Sabtu, April 20, 2024

Trinitas yang Tidak Qur’ani, untuk Mun’im Sirry

Muhammad Nuruddin
Muhammad Nuruddin
Mahasiswa Dept. Akidah Filsafat, Universitas al-Azhar Kairo, Mesir | Alumnus Pondok Pesantren Babus Salam Tangerang | Peminat Kajian Sufisme, Filsafat dan Keislaman.

Memperkaya wawasan tentang bangunan keyakinan umat agama lain merupakan hal yang positif. Namun, memaksakan keyakinan satu agama untuk mengamini kebenaran agama yang lain merupakan kemubaziran. Dan kemubaziran itulah yang kerap ditunjukkan oleh Mun’im melalui tulisan-tulisannya.

Tulisannya yang lalu, yang ia beri judul trinitas qur’ani, adalah contoh sempurna dari kemubaziran itu. Tulisan yang tampak berlebihan dan memaksa-maksakan. Kesan utama yang bisa kita tangkap dari tulisan itu ialah upaya untuk mencari landasan teologis atas konsep trinitas dari kitab suci al-Quran.

Melalui tulisannya, Mun’im ingin membuktikan bahwa al-Quran telah menyediakan kerangka dasar untuk konsep trinitas. Padahal, kalau saja Mun’im mengutip ayat al-Quran secara holisitis, bukan secomot demi secomot layaknya teroris, niscaya penolakan al-Quran atas konsep trinitas (dan tritseisme) itu merupakan hal yang terang benderang (Lihat, misalnya, QS: [5]: 17, 72-73, 75, [9]: 31, [4]: 171 dan ayat-ayat lainnya).

Dalam trinitas, misalnya, Yesus diyakini sebagai Tuhan. Dan Mun’im sendiri tak akan bisa mengingkari itu. Yesus itu, dalam pandangan orang Kristen, merupakan firman Tuhan. Dan karena dia firman Tuhan maka dia adalah Tuhan. Pertanyaannya: Apakah al-Quran bisa mengimani keyakinan semacam itu? Apakah keyakinan yang menuhankan manusia itu bisa diterima dalam ajaran Islam?

Perlu Anda ketahui bahwa sampai sekarang tidak ada satu sektepun dalam Islam yang menuhankan Nabi Muhammad Saw. Ajaran yang menuhankan manusia memang sangat tidak masuk akal. Dan karena itu ia sudah pasti bukan berasal dari Tuhan. Selain tidak masuk akal, ajaran semacam itu juga tidak pernah diajarkan oleh para nabi terdahulu.

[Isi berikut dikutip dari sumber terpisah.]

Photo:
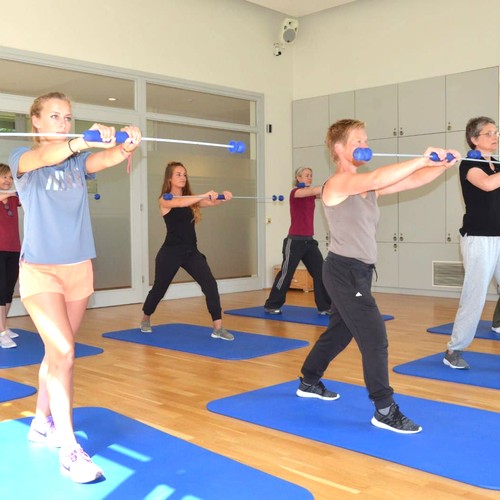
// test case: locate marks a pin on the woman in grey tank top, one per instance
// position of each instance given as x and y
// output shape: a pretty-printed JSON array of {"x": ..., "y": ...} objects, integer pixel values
[{"x": 350, "y": 202}]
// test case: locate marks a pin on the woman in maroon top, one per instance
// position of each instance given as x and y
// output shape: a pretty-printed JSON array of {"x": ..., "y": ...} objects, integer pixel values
[
  {"x": 300, "y": 245},
  {"x": 10, "y": 246}
]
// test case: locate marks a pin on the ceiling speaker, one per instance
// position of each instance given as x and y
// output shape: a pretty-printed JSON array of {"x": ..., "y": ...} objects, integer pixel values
[{"x": 288, "y": 32}]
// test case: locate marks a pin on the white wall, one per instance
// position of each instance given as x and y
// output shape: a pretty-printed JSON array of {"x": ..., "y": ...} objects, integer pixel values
[
  {"x": 219, "y": 42},
  {"x": 369, "y": 43}
]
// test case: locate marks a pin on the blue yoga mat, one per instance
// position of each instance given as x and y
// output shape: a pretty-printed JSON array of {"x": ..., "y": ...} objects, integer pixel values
[
  {"x": 457, "y": 442},
  {"x": 483, "y": 330},
  {"x": 30, "y": 350},
  {"x": 291, "y": 314},
  {"x": 10, "y": 390},
  {"x": 139, "y": 462},
  {"x": 484, "y": 372},
  {"x": 197, "y": 340}
]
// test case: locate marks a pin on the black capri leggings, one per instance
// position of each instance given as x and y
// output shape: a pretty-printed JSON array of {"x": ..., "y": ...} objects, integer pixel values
[{"x": 9, "y": 272}]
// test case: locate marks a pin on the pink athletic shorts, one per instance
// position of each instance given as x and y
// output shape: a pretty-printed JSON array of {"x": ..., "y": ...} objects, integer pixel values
[{"x": 74, "y": 281}]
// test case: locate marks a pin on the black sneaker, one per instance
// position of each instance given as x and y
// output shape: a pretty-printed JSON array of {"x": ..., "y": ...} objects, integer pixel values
[
  {"x": 271, "y": 310},
  {"x": 395, "y": 421},
  {"x": 455, "y": 360},
  {"x": 318, "y": 391}
]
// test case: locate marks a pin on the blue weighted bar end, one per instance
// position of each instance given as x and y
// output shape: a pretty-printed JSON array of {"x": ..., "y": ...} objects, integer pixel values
[{"x": 474, "y": 154}]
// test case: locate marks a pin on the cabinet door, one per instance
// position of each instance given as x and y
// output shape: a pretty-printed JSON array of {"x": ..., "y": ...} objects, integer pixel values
[
  {"x": 341, "y": 106},
  {"x": 316, "y": 158},
  {"x": 470, "y": 94},
  {"x": 455, "y": 206},
  {"x": 378, "y": 108},
  {"x": 422, "y": 210},
  {"x": 422, "y": 106},
  {"x": 310, "y": 121},
  {"x": 387, "y": 229},
  {"x": 387, "y": 266}
]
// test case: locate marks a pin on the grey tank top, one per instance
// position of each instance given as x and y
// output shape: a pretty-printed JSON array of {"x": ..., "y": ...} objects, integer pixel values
[{"x": 353, "y": 226}]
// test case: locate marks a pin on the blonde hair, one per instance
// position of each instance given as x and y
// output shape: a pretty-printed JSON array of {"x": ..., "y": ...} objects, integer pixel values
[
  {"x": 39, "y": 102},
  {"x": 186, "y": 190},
  {"x": 299, "y": 171},
  {"x": 4, "y": 169},
  {"x": 339, "y": 132}
]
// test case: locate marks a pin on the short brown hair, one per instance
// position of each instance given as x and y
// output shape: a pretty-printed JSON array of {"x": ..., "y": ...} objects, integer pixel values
[{"x": 339, "y": 131}]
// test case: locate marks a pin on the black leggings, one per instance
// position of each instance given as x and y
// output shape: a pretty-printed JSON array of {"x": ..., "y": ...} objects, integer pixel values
[
  {"x": 9, "y": 272},
  {"x": 168, "y": 262},
  {"x": 294, "y": 251},
  {"x": 355, "y": 315}
]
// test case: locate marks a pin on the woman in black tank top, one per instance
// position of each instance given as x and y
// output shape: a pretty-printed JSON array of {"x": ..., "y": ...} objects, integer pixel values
[{"x": 181, "y": 212}]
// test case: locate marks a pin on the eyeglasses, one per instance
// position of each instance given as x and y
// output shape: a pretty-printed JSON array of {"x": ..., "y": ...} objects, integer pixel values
[
  {"x": 490, "y": 134},
  {"x": 9, "y": 211}
]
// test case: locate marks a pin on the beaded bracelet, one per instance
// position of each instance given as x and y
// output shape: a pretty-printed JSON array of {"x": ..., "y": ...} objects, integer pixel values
[{"x": 70, "y": 148}]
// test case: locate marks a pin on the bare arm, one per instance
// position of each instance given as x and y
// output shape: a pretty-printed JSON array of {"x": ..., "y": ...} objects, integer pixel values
[
  {"x": 388, "y": 179},
  {"x": 55, "y": 153}
]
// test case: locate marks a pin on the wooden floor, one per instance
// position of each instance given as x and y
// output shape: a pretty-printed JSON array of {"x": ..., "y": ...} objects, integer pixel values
[{"x": 169, "y": 390}]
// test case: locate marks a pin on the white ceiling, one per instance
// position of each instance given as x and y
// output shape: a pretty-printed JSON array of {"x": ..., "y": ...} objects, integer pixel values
[{"x": 299, "y": 8}]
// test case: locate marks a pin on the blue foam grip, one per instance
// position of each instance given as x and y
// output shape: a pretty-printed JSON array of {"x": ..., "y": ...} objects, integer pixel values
[
  {"x": 474, "y": 154},
  {"x": 95, "y": 136},
  {"x": 233, "y": 147},
  {"x": 362, "y": 154}
]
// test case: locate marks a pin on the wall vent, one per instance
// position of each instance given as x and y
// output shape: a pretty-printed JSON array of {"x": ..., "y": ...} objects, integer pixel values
[{"x": 449, "y": 274}]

Sekiranya ajaran yang mempertuhan manusia itu diajarkan oleh para nabi, niscaya Nabi Muhammad juga berhak untuk menyandang gelar ketuhanan itu. Tapi faktanya tidak. Tidak ada nabi yang mengklaim dirinya sebagai Tuhan. Karena itu, selain problematik secara teologis, konsep trinitas juga bermasalah dari sudut rasional-historis.

Firman Tuhan Bukan Tuhan

Dalam al-Quran, Yesus memang disebut sebagai kalimat (Q 4: 171). Selaras dengan ayat al-Kitab yang menyebut Yesus sebagai firman. Meminjam terminologi ilmu kalam, Yesus itu merupakan kalâmullah (firman Allah). Dan kalamullah itu qadîm (Mun’im menyebutnya eternal), karena dia merupakan sifat berada dalam Dzat Tuhan. Umat Islam juga berkeyakinan bahwa kalâmullah itu qadîm. Tapi kalâmullah apa yang dimaksud? Di sinilah saya kira perbedaan itu perlu untuk kita jelaskan.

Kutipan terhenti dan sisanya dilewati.